I got complains that a users cannot login in splunk(Ldap setup) with error "Login failed" and if they wait 10 minutes , then is successful.
I checked the logs splunkd and there are Timeout messages once in a while as well as a lot of "Operation Error" but not else more precise.
If I go in UI -> reload authentication strategy - > No error and everything is success, as well as I can see users under different mapped groups.
I have tried some different troubleshoot methods but nothing works.
1. Tried to run from unix terminal :
ldapsearch -x –h myLdapserver –p myLdapserverport –D "bind_dn" -w "bind_passwd" -b "user_basedn" "userNameAttribute=*"
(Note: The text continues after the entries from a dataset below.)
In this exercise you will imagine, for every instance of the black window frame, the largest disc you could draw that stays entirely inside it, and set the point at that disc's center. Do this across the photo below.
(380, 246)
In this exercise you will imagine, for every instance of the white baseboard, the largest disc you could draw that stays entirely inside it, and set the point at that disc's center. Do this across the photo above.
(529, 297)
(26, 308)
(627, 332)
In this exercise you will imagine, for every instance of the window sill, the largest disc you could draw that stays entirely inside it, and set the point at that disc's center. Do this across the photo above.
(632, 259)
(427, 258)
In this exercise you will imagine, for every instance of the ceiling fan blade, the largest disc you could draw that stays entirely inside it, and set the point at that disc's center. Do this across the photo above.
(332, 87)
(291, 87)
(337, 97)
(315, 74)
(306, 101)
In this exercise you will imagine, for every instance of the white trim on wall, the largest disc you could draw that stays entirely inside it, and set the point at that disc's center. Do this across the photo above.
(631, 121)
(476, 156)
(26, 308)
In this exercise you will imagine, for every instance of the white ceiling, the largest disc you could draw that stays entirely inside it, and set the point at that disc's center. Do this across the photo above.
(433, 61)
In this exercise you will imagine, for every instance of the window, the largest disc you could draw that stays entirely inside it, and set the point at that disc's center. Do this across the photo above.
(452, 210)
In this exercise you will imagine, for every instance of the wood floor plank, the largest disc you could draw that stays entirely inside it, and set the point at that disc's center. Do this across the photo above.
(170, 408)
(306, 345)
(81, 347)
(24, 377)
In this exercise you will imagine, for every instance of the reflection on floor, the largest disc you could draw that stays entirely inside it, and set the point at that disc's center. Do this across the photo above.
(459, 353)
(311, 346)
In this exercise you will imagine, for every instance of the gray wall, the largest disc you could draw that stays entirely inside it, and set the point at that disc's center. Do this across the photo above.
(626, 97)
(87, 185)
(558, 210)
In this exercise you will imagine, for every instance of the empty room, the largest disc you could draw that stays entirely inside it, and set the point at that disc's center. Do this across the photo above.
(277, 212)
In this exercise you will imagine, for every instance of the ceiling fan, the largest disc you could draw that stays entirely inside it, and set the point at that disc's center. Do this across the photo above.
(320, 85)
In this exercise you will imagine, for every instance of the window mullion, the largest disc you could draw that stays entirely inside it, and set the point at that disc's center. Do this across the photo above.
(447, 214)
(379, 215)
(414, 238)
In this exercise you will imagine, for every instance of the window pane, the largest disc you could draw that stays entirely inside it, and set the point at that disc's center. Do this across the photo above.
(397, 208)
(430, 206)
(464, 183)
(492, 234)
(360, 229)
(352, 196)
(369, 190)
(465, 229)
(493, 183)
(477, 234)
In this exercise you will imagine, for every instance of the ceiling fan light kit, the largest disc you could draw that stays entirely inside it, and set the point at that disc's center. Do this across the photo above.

-> ldap_result: Can't contact LDAP server (-1)
so I am not sure is the command correct and is it correct that I run it not like this ./splunk ldapsearch...?
I must be that the command is wrong because if there was somthing wrong with the ldap server then I guess all login attempts was going to fail all of the time which is not the case.
How can I troubleshoot if the problem is comming due to a long wait(there are two timeout settings in authentication.conf ) How to check if the problem is due to some of these are too low?
I tried also to run
| ldapsearch in splunk UI - result: after 2-3 minütes waiting seeming as it runs:
External search command 'ldapsearch' returned error code 1. Script output = "error_message=AttributeError at "/pack/splunk/etc/apps/SA-ldapsearch/bin/packages/app/init.py", line 325 : 'LDAPSocketOpenError' object has no attribute 'replace' ".